We’ve all had our fair share of friends throughout our lives, those from our childhood and various aspects of our lives. What can be difficult is maintaining friendships through adulthood, it’s tough, you start creating pathways that may not be what is happening in their lives, the reliability loosens and withers away and one day you realize it’s been months since you last talked to them. Your twenties begin dwindling away and before you know it, life hits you with the big 3-0. At this point in my life, I couldn’t fill up a bike booze cruise if I wanted too. Don’t get me wrong, I’m not some friendless vagrant, I have friends, but we’re either in different states, cities or coasts and sometimes going out to a bar on a Wednesday night is something that I need occasionally, sorry boss!! We need that familial connection, a local friend, or even acquaintance, to go out and let loose. Wear the jeans that don’t show your muffin top as much and wear the new top you got last year. You need it, everyone does! We want that connection with someone, even at the local level, to feel relaxed and not so tense. So how do you friend date after thirty?
In our youth and into our early twenties, we’re so fluid with life that we’re not always actively meeting new people or friendships, at least I wasn’t—everything is supposed to happen organically. Like numerous others, I spent my early twenties in a military uniform—hoo-ah Army!! I made bonds with others, that even after ten years out of service, I can rely on them for almost anything. Shout out to my boys! But being a woman in her mid-thirties and two kids, who lives on true crime and gin and tonics; it can be hard to find adult connection… How does one date friends? I don’t do mommy dates; I feel uncomfortable and the need to fit someone else’s agenda. It’s just not me. Half the time I’m wondering if bringing a tall boy is optional or not.

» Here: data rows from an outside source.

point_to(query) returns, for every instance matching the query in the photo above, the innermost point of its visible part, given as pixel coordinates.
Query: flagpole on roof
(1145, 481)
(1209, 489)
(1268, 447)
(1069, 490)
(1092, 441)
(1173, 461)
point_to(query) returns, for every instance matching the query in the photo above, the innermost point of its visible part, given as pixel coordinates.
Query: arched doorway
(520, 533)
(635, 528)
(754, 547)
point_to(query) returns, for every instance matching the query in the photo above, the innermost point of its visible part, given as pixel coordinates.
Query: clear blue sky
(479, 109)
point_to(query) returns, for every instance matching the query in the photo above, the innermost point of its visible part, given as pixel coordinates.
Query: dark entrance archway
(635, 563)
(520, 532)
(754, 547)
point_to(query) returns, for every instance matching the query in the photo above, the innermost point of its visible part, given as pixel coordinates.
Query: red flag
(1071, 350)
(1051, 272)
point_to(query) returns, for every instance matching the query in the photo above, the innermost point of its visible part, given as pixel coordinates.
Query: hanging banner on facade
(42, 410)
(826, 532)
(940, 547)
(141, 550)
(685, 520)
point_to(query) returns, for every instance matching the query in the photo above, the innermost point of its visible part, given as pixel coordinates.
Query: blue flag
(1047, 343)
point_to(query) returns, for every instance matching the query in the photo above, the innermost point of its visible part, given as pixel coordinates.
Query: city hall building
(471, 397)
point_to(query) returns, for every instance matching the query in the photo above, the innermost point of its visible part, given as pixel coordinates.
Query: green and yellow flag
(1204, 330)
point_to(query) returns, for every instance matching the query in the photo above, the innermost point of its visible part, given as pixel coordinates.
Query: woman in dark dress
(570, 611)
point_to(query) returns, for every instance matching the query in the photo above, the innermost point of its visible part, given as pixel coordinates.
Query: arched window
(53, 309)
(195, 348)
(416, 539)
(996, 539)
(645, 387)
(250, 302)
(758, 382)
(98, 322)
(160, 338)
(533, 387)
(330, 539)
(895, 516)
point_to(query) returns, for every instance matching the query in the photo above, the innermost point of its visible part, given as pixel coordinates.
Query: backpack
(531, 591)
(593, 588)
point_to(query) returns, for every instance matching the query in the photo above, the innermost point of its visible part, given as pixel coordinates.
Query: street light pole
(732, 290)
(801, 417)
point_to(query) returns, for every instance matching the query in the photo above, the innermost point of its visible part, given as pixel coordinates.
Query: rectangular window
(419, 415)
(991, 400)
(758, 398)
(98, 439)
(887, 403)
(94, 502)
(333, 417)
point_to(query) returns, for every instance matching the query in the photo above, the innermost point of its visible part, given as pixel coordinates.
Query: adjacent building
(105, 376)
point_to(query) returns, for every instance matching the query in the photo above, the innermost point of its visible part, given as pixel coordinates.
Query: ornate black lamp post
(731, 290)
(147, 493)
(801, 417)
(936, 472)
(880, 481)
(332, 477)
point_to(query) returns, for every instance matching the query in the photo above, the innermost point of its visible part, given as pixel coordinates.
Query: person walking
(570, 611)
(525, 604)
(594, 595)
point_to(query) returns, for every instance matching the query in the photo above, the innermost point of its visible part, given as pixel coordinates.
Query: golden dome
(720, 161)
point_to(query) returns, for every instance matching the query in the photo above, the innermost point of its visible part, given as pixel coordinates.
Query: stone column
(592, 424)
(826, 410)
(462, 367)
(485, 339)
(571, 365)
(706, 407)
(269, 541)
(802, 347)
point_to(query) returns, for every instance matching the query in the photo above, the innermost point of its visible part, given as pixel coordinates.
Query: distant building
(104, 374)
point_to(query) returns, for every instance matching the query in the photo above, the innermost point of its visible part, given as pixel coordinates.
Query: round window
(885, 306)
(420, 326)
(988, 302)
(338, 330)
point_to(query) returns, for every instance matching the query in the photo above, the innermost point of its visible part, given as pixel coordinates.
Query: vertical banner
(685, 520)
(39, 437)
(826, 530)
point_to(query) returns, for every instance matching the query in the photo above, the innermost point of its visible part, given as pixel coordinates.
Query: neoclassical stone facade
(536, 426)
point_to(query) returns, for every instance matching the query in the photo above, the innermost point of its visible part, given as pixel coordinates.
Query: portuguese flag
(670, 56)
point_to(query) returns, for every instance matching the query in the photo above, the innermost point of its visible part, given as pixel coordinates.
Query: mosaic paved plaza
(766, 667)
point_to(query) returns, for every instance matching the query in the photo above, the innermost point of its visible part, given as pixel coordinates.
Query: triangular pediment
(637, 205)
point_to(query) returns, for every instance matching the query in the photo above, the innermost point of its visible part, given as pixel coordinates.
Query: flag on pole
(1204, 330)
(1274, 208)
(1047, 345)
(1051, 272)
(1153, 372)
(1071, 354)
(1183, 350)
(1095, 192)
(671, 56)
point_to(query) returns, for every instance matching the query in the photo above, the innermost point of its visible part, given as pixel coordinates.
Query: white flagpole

Meeting new people is hard, especially when you’re still relatively new in town.
Anywhere is considered proving grounds for meeting new people. I’ve made connections to people in my online courses and encounters when I’m out and about. But they’re just flickers in my day, numbers aren’t exchanged, and I literally forget them once we’ve parted. I’m socially awkward and make inappropriate jokes about what ‘he/she said,’ but when I find that person who has the humor to laugh and not turn their nose up at me, I try to cling onto them. I’m not your average mom or person. I have a punk rock soul and enough hearing damage from standing next to speakers at a concert to care to listen to anyone’s basic opinion about the latest hashtag on social media, or casually talking about the misappropriation of culture because a big Hollywood celebrity discovered it during their last trip to India. Then smiling and nodding, thinking to myself, when can I go home and shotgun the beer I should have brought. Then it ends with fake smiles and coordinating calendars on our next outing.
During these times, it can be difficult to find someone who relates to you in any way. Whether that’s through music, movies, books, movements, political stances, etc., it’s a harsh world out there and even harsher when you can’t find a friend that can relate to the same background as you, or at the very least understand you.
I don’t have a set standard for those I encounter, but I do have three basic rules:
- Be cool. It’s self-explanatory, so…
- Bring good chisme to the table. In other words, spill the tea…
- Don’t be judgmental, no matter what.
I tend to approach a new friend as I would a dozen box of donuts; looks tempting and fun, but am I going to regret this later? It seems harsh and I’m not sorry for saying it. I’m at an age where I’m selective with who I’m friends with. I’m not going to have a connection with everyone and I’m ok with that. I don’t want to waste time with someone who I can’t enjoy time with, relax and enjoy a few beers with. I want someone who will tell me when I’m being a jerk but be the first to congratulate me on any accomplishments. On the flip side, I want to be the person that someone thinks of when they need to vent, in search of a laugh or just a throwback on a Saturday night. In theory, it sounds simple, but it really isn’t. Trust me, I’m disorganized and far from perfect. But that’s what I love about myself, I know who I am, and I embrace that. I realized that a long time ago and it’s changed my outlook on life for all the right reasons.
I’ve spent years trying to identify with clichés, groups, and culture. Faking personalities, just to fit in and it’s exhausting. Do I sound bitter? Of course, I do. But I’ll never apologize for it; I’ve been burned more times than the average Arizonan is burned by a seatbelt in the summer. So, who I let in my life is purely up to me, I am selective, and I don’t feel bad about it. We live our lives according to our agendas and in no way should we feel compromised. I’m not out here searching for my other half, believe me, I have him and he’s wonderful. But as moms, we need to detach sometimes and let loose. Sitting at a bar, drinking a beer, and exhaling a breath of relief because I don’t have to pretend to like something to be liked in return. I am who I am. All I have to do is find the Ethel to my Lucy.